Er zijn veel mensen uit het kamp zelf (residents/bewoners) die zich ook als vrijwilliger bij BWC hebben aangemeld. Wat moet je anders de hele dag. Hier werkten we nauw mee samen. Elke ochtend verzamelden wij met deze vrijwilligers om half 8 bij de food truck. Het eten wordt geleverd door lokale ondernemers, zodat die economie ook gesponsord wordt. Veel eten wordt ter plekke ‘s ochtends geleverd. Vervolgens maakten we een treintje en vulden we honderden pakketten met eten. Dit verdeelden we over 12 bolderkarren. KT is opgedeeld in 6 gebieden en elk gebied heeft 2 karren. Eén met pakketjes met groente en de andere met bananen en brood. Elke dag krijgen de bewoners wat anders, maar altijd bananen en brood (stokbrood/naan/croissants). Verder een groente die varieert per dag (tomaat/ui/groene peper/komkommer/aubergine). Vaak La Vache Qui Rit erbij en 1x per week een potje babyvoedsel en honing. Dus, één isobox met acht personen krijgt bijvoorbeeld ’s ochtends acht bananen, brood voor acht mensen en twee pakketjes groente. Dit is het ontbijt en ingrediënten voor later. Lunch en avondeten wordt verder door een andere organisatie verzorgd.
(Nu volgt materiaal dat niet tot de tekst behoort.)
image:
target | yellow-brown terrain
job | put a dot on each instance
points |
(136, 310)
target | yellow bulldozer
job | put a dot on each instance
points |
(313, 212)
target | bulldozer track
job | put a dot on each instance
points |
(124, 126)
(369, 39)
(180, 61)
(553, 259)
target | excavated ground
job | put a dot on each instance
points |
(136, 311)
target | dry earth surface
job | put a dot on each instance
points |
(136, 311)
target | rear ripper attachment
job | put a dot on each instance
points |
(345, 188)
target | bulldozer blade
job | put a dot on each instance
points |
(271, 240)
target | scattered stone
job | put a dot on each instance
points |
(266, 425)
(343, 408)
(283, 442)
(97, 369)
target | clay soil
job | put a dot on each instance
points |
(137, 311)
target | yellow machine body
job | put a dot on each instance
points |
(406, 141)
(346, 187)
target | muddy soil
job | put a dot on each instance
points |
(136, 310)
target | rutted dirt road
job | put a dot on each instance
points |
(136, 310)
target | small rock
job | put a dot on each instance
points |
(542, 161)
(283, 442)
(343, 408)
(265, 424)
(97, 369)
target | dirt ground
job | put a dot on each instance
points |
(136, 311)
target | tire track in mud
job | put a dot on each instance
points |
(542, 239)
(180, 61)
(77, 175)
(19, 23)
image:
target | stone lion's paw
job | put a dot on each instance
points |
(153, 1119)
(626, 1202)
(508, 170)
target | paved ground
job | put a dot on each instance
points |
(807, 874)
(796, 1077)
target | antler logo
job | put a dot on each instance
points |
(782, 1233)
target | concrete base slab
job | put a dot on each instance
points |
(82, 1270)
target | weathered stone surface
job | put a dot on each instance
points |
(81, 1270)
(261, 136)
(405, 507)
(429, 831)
Dit ontbijt deelden we per gebied uit. De residents kennen KT inmiddels op hun duimpje en maken er een wedstrijd van wie als eerste klaar is. Jij loopt er dan achteraan met je clipboard waarop je moet bijhouden wie er thuis is en wie niet. In het begin voel je je een enorm juffie die de boel eens even komt controleren, aan het eind van de week draai je helemaal mee. Je bonst op de isobox. “Salaam aleikum, kali mera, good morning!” Na wat gestommel doet dan een halfslapende man of vrouw open en neemt het ontbijt aan. Vrouwen die hun hoofddoek nog niet op hebben steken alleen hun handen naar buiten. Kinderen drentelen al rondom de isobox. Vrouwen die zwanger zijn of borstvoeding geven krijgen 10 amandelnoten per persoon (hierin zit voliumzuur). Dit werd natuurlijk gewoon goeie hand vol.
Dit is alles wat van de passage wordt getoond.